Known Issues

  • S3QL de-duplicates data blocks based solely only on SHA256 checksums, without doing a byte-by-byte comparison of the blocks. Since it is possible for two data blocks to have the same checksum despite having different contents, this can lead to problems. If two such blocks are stored in an S3QL file system, the data in one block will be lost and replaced by the data in the other block. However, the chances of this occuring for any two blocks are about 1 in 10^77 (2^256). For a file system that holds a total of 10^34 blocks, the chances of a collision increase to about 1 in 10^9. Storing more than 10^34 blocks (or about 10^25 TB with an (extremely small) block size of 4 kB) is therefore not recommended. Being exceptionally unlucky may also be a disadvantage.

  • S3QL does not support Access Control Lists (ACLs). There is nothing fundamentally that prevents this, someone just has to write the necessary code.

  • As of Linux kernel 3.5 S3QL file systems do not implement the “write protect” bit on directories. In other words, even if a directory has the write protect bit set, the owner of the directory can delete any files and (empty) subdirectories inside it. This is a bug in the FUSE kernel module (cf. https://github.com/libfuse/libfuse/issues/23) and needs to be fixed in the kernel. Unfortunately it does not look as if this is going to be fixed anytime soon (as of 2016/2/28).

  • S3QL is rather slow when an application tries to write data in unreasonably small chunks. If a 1 MiB file is copied in chunks of 1 KB, this will take more than 10 times as long as when it’s copied with the (recommended) chunk size of 128 KiB.

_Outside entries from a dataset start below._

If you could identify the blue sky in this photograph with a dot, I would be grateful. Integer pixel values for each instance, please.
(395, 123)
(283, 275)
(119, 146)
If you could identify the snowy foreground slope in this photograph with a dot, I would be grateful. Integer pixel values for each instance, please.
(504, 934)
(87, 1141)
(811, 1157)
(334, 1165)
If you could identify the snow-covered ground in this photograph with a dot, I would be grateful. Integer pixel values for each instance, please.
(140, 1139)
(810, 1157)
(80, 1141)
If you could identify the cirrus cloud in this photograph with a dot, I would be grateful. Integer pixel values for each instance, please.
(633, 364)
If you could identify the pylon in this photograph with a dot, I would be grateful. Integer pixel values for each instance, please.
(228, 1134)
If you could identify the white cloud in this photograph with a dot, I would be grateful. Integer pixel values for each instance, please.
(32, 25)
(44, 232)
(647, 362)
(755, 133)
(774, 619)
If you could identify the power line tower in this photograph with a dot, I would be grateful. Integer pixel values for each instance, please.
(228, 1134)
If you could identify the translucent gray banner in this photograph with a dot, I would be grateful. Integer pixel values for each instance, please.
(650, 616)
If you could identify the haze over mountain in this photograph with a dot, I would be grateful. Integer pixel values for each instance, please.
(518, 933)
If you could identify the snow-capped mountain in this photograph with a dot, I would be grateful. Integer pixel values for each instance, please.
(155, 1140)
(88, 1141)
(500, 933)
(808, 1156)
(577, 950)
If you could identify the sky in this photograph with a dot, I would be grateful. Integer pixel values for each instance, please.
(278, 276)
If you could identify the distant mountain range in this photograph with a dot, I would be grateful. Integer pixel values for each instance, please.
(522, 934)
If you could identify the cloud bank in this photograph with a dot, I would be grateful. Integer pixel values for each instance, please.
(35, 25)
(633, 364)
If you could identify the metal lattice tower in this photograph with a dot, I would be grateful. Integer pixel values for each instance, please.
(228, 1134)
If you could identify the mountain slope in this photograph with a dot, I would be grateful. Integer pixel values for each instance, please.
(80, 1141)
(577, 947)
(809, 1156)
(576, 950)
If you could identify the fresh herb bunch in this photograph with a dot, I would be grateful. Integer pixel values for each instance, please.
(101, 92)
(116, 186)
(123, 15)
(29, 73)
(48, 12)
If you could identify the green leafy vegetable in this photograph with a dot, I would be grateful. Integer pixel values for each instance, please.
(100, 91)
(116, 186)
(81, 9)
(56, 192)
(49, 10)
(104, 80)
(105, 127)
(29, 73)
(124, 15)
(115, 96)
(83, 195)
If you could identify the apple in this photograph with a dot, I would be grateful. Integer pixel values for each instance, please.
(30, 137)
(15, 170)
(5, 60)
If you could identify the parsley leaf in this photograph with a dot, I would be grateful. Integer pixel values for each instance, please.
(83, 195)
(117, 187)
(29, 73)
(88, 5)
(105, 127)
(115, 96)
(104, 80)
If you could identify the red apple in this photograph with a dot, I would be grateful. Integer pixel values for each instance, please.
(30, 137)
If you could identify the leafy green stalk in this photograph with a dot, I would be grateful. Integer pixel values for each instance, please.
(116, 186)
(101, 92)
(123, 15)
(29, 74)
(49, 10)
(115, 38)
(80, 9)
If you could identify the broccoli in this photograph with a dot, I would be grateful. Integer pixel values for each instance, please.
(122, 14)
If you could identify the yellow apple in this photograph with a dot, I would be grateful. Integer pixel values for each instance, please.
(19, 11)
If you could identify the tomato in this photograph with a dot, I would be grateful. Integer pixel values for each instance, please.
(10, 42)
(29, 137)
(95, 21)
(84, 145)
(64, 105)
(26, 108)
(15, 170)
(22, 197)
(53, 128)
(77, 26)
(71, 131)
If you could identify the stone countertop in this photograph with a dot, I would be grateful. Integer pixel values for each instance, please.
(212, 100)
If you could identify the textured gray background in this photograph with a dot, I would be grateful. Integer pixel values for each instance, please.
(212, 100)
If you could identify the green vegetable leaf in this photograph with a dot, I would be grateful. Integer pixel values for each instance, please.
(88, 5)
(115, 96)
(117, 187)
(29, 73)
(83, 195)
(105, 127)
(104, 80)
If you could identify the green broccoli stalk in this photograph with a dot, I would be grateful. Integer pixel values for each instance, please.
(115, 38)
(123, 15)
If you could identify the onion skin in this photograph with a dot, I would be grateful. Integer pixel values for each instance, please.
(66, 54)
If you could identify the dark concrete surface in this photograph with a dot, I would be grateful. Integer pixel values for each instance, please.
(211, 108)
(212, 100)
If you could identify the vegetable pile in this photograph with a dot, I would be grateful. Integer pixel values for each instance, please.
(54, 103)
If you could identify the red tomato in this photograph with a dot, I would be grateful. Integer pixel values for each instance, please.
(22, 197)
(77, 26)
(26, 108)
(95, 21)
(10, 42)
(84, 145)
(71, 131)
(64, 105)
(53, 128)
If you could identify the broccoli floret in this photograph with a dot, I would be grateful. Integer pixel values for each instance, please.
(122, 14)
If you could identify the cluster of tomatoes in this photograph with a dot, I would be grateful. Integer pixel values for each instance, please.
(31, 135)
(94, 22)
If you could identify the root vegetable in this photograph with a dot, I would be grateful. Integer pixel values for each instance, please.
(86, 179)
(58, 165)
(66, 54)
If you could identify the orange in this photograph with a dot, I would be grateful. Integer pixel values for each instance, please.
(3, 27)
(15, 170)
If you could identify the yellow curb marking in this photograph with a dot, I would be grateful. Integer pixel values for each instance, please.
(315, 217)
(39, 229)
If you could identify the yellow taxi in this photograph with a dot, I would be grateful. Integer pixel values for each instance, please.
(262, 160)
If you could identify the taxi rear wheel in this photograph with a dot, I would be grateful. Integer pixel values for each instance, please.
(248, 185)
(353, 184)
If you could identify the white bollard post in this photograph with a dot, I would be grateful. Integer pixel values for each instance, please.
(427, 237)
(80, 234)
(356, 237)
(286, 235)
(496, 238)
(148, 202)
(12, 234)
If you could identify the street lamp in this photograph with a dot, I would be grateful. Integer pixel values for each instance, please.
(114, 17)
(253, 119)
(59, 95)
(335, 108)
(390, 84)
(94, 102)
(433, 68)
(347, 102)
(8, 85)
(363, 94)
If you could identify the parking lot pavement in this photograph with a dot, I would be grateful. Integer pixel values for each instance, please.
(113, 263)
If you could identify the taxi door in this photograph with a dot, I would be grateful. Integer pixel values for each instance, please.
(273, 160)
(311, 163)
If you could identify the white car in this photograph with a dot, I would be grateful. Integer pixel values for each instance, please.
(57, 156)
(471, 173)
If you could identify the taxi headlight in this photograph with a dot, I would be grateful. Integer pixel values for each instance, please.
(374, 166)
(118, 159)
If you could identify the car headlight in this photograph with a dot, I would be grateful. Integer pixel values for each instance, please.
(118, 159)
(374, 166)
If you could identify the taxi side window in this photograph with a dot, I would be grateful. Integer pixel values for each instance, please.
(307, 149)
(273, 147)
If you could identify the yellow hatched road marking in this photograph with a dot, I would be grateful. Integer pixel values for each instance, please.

    This is a limitation of the FUSE library (which does not yet support write caching) which will hopefully be addressed in some future FUSE version.

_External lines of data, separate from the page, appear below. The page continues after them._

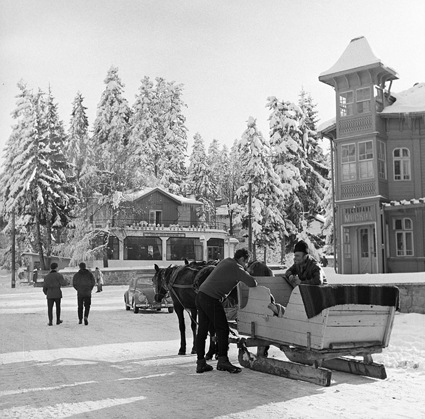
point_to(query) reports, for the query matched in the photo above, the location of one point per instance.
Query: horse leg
(182, 327)
(212, 350)
(193, 325)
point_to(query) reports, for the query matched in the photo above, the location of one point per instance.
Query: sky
(230, 55)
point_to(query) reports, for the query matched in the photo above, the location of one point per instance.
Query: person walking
(98, 276)
(83, 281)
(52, 289)
(225, 276)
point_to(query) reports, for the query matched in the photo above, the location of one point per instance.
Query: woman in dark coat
(52, 288)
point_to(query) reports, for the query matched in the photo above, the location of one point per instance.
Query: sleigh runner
(320, 327)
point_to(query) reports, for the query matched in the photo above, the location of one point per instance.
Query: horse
(257, 268)
(178, 281)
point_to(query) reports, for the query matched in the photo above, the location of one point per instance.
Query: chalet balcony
(166, 225)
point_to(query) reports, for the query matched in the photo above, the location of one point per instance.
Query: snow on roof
(326, 124)
(404, 202)
(357, 54)
(409, 101)
(136, 195)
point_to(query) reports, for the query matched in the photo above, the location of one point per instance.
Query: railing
(165, 225)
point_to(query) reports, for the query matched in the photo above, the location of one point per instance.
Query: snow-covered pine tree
(33, 182)
(268, 192)
(316, 170)
(114, 159)
(158, 133)
(200, 178)
(78, 150)
(289, 139)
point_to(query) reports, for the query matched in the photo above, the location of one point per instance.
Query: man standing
(52, 289)
(98, 276)
(225, 276)
(306, 269)
(83, 281)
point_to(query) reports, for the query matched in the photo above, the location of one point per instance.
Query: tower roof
(357, 56)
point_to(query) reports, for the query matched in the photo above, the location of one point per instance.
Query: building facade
(155, 226)
(378, 150)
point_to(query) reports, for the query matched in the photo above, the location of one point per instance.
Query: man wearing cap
(306, 269)
(83, 282)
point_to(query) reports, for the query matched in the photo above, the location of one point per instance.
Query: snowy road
(124, 365)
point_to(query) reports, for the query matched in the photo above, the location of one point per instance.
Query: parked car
(278, 270)
(140, 296)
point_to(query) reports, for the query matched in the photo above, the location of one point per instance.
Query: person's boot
(202, 366)
(224, 364)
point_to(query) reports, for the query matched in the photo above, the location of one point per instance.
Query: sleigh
(323, 328)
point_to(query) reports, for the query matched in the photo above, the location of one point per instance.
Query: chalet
(378, 151)
(155, 225)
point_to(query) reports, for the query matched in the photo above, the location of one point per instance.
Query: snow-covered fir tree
(78, 150)
(292, 142)
(200, 179)
(268, 192)
(34, 184)
(158, 133)
(114, 159)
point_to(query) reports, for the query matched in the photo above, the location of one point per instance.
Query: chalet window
(347, 244)
(363, 100)
(155, 217)
(112, 247)
(142, 248)
(401, 164)
(346, 103)
(404, 236)
(382, 163)
(348, 159)
(179, 248)
(366, 160)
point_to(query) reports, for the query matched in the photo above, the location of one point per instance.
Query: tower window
(401, 164)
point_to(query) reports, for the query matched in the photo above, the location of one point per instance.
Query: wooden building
(155, 226)
(378, 150)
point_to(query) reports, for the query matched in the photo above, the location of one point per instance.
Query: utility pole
(13, 249)
(250, 216)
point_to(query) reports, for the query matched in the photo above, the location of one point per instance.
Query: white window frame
(363, 101)
(348, 162)
(382, 160)
(346, 107)
(366, 170)
(403, 229)
(404, 164)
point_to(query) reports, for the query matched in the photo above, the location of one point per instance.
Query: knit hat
(301, 246)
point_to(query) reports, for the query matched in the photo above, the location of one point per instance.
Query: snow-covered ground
(125, 365)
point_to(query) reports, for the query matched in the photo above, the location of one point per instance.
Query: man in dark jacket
(83, 281)
(306, 269)
(52, 289)
(225, 276)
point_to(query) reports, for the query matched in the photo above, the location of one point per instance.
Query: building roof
(133, 196)
(358, 55)
(407, 102)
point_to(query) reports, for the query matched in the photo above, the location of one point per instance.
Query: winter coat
(52, 284)
(309, 272)
(83, 281)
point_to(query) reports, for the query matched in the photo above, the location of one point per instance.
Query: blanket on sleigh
(317, 298)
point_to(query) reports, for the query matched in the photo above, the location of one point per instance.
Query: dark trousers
(83, 302)
(211, 310)
(50, 303)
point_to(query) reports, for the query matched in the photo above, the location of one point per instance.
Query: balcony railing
(165, 225)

    Most applications, including e.g. GNU cp and rsync, use reasonably large buffers and are therefore not affected by this problem and perform very efficient on S3QL file systems.

    However, if you encounter unexpectedly slow performance with a specific program, this might be due to the program using very small write buffers. Although this is not really a bug in the program, it might be worth to ask the program’s authors for help.

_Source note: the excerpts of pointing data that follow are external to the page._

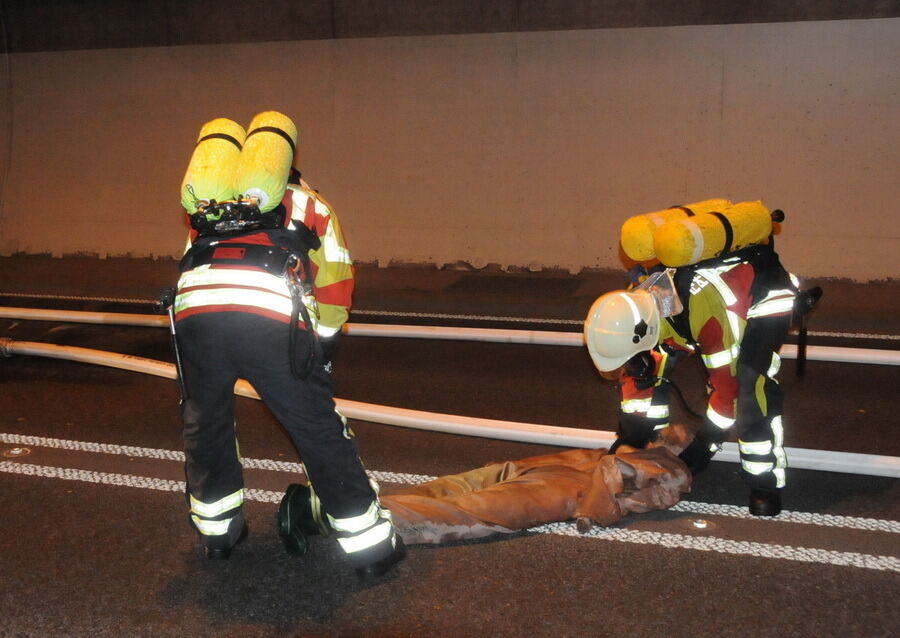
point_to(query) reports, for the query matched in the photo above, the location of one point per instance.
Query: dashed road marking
(673, 541)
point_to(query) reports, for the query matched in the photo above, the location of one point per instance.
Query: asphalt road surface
(95, 538)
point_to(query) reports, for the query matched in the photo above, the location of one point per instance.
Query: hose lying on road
(535, 337)
(823, 460)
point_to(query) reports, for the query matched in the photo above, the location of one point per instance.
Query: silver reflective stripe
(211, 510)
(634, 309)
(713, 276)
(356, 524)
(775, 303)
(632, 406)
(367, 539)
(774, 367)
(756, 467)
(780, 479)
(211, 528)
(723, 422)
(755, 447)
(721, 359)
(778, 450)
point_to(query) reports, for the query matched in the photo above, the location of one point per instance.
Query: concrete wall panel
(522, 149)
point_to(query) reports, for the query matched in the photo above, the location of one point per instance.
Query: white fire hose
(822, 460)
(534, 337)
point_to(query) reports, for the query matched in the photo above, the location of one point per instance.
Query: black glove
(698, 454)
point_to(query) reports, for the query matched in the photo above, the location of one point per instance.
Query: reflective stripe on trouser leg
(760, 403)
(365, 538)
(214, 519)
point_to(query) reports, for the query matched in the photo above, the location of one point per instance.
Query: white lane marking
(692, 507)
(174, 455)
(802, 518)
(727, 546)
(672, 541)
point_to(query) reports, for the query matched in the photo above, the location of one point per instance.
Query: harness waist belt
(272, 259)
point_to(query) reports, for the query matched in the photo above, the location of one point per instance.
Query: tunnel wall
(523, 149)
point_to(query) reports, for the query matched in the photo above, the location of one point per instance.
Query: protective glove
(329, 350)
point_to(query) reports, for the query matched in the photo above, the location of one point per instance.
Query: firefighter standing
(735, 312)
(265, 302)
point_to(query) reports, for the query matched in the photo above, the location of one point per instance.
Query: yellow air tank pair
(684, 235)
(229, 163)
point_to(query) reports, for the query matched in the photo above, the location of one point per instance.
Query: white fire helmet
(619, 325)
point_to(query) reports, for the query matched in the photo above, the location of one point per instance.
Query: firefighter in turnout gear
(734, 311)
(265, 287)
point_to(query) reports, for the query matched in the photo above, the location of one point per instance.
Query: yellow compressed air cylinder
(686, 241)
(265, 162)
(210, 173)
(637, 232)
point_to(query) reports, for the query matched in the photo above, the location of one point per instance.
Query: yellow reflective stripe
(721, 359)
(723, 422)
(755, 447)
(631, 406)
(334, 252)
(233, 296)
(210, 510)
(756, 467)
(206, 276)
(713, 276)
(734, 321)
(327, 331)
(355, 524)
(367, 539)
(774, 367)
(211, 528)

  • S3QL always updates file and directory access times as if the relatime mount option has been specified: the access time (“atime”) is only updated if it is currently earlier than either the status change time (“ctime”) or modification time (“mtime”).

  • S3QL directories always have an st_nlink value of 1. This may confuse programs that rely on directories having st_nlink values of (2 + number of sub directories).

    Note that this is not a bug in S3QL. Including sub directories in the st_nlink value is a Unix convention, but by no means a requirement. If an application blindly relies on this convention being followed, then this is a bug in the application.

    A prominent example are early versions of GNU find, which required the --noleaf option to work correctly on S3QL file systems. This bug has already been fixed in recent find versions.

  • The umount and fusermount -u commands will not block until all data has been uploaded to the backend. (this is a FUSE limitation, cf. https://github.com/libfuse/libfuse/issues/1). If you use either command to unmount an S3QL file system, you have to take care to explicitly wait for the mount.s3ql process to terminate before you shut down or restart the system. Therefore it is generally not a good idea to mount an S3QL file system in /etc/fstab (you should use a dedicated init script instead).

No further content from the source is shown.